La Corée du Sud est particulièrement touchée par ces cas d’addiction pathologique. Un véritable enjeu de santé publique pour le gouvernement coréen qui a lancé de nombreuses études pour mieux comprendre le phénomène. Des cliniques de désintoxication à Internet et aux jeux vidéo ont été ouvertes. Une échelle – la K-Scale – a même été inventée pour mesurer la gravité de la dépendance. En France, même si le Parlement s’empare du débat, l’inquiétude est moins vive. N’empêche. Réseaux sociaux ou jeux vidéo, les pratiques des jeunes générations, ces « digital natives » qui ont grandi avec internet, désemparent encore de nombreux parents.
Groupes de parole
L’hôpital Marmottan a mis en place un groupe de parole destiné à l’entourage des joueurs de jeux vidéo. Une fois par mois, des conjoints et surtout des parents inquiets viennent s’entretenir avec une psychologue et un éducateur. « L’objectif, c’est avant tout de les rassurer », affirme le directeur. « L’inquiétude est légitime car toute nouvelle technologie implique de nouveaux comportements. Mais ce n’est pas pour autant que ça pose problème. Ceci dit il est vrai qu’il y a des choses que l’on ne sait pas encore, des études sont en cours sur la formation du cerveau des digital natives, avec une possible modification du mécanisme de l’attention. »
Olivier Oullier confirme : « nous manquons encore d’informations. Il faut continuer à étudier la manière dont le cerveau s’adapte aux nouveaux usages technologiques.

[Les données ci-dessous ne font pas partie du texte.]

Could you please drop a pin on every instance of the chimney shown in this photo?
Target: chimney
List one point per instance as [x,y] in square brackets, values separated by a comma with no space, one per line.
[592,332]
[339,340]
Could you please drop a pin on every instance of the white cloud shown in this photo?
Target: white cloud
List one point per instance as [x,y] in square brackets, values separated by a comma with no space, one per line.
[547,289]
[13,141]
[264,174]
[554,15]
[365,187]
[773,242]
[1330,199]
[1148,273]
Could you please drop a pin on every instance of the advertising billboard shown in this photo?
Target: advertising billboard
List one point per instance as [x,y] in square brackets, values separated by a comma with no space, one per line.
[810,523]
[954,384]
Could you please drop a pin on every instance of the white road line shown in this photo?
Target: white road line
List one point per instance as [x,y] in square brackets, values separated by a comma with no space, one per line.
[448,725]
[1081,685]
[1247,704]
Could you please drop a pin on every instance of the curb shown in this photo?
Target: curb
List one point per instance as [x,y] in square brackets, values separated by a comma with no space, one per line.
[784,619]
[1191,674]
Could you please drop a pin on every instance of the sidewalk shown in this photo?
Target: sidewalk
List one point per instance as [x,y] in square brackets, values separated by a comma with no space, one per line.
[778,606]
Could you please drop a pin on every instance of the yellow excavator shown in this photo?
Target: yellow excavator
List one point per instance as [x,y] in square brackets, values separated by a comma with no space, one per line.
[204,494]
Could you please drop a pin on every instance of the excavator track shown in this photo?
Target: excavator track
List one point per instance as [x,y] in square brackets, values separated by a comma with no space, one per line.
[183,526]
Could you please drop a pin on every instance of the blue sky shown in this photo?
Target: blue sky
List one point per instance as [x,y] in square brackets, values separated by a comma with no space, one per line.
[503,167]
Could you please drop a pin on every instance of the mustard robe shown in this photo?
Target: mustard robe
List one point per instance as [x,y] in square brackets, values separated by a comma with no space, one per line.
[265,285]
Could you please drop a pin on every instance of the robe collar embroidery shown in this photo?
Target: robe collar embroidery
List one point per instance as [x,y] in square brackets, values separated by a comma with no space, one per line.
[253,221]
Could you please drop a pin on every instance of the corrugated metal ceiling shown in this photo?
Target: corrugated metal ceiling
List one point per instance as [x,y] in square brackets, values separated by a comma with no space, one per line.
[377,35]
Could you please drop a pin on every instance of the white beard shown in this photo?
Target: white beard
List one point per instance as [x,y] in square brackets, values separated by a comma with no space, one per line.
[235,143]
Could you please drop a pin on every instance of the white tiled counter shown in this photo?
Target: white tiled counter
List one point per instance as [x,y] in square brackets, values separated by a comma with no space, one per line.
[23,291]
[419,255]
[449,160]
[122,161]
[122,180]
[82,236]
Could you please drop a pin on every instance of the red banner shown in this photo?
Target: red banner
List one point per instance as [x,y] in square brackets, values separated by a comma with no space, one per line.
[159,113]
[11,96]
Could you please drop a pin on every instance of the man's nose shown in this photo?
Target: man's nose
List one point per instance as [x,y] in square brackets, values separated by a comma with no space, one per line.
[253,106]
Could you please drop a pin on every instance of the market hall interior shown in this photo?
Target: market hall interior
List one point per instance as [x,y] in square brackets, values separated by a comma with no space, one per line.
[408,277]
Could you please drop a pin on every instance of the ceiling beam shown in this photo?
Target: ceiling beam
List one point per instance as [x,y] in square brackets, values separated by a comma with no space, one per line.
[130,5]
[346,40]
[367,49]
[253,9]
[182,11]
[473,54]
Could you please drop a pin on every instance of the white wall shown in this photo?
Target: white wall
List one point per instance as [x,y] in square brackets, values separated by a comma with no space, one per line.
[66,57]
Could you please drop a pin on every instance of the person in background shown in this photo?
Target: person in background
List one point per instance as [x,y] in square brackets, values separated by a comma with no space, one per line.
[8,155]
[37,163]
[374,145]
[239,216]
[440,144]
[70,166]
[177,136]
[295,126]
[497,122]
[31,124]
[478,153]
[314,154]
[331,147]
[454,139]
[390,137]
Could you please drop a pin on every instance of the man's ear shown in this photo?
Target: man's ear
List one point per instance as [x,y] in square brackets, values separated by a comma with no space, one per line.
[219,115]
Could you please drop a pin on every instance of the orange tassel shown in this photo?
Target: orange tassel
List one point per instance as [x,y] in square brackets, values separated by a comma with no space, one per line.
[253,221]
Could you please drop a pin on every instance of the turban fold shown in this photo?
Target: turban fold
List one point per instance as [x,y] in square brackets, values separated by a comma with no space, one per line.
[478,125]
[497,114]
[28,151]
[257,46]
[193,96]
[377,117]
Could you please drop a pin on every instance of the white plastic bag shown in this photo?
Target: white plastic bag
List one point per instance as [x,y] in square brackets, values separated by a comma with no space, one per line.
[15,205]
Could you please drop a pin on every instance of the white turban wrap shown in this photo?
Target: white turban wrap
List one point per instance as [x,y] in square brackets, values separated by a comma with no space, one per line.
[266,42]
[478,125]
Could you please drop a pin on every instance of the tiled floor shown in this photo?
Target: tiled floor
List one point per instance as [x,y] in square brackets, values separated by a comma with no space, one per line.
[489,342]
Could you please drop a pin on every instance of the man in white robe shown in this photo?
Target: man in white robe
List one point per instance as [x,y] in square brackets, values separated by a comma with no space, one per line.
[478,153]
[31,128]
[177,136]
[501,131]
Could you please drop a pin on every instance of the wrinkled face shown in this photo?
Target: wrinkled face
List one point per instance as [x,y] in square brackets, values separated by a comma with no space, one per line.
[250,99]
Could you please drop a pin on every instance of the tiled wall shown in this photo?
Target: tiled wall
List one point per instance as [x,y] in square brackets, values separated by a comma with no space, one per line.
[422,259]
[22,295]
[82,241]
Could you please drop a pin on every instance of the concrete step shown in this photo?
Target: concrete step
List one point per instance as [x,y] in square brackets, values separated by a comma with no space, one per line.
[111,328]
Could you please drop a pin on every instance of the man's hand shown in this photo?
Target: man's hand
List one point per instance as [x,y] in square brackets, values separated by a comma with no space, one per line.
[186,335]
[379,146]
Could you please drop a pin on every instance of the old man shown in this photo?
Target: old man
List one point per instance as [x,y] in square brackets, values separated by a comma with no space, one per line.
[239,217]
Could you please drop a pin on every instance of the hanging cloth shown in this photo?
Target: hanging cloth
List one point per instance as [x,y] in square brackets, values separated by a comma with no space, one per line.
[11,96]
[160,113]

Surtout qu’avec l’arrivée de nouveaux objets sur le marché, comme les lunettes Google, on va passer du concept de réalité complétée à celui de réalité augmentée. Des recherches devront être réalisées pour analyser les conséquences sur le cerveau. » Une étude menée l’an dernier à Harvard a déjà mis au jour une notion fondamentale pour comprendre le succès des réseaux sociaux : le plaisir. « Partager une information sur soi-même active dans le cerveau ce que l’on appelle le circuit de la récompense. Et on s’est rendu compte que parler de soi sur Facebook procurait plus de satisfaction que d’étaler sa culture lors d’un dîner. » Peut-on en conclure, en citant Eddy Mitchell, qu’y a pas de mal à s’faire du bien ? Tiens c’est pas mal ça, je vais le tweeter. Mais en fait, il est où mon portable ? Il est où ?!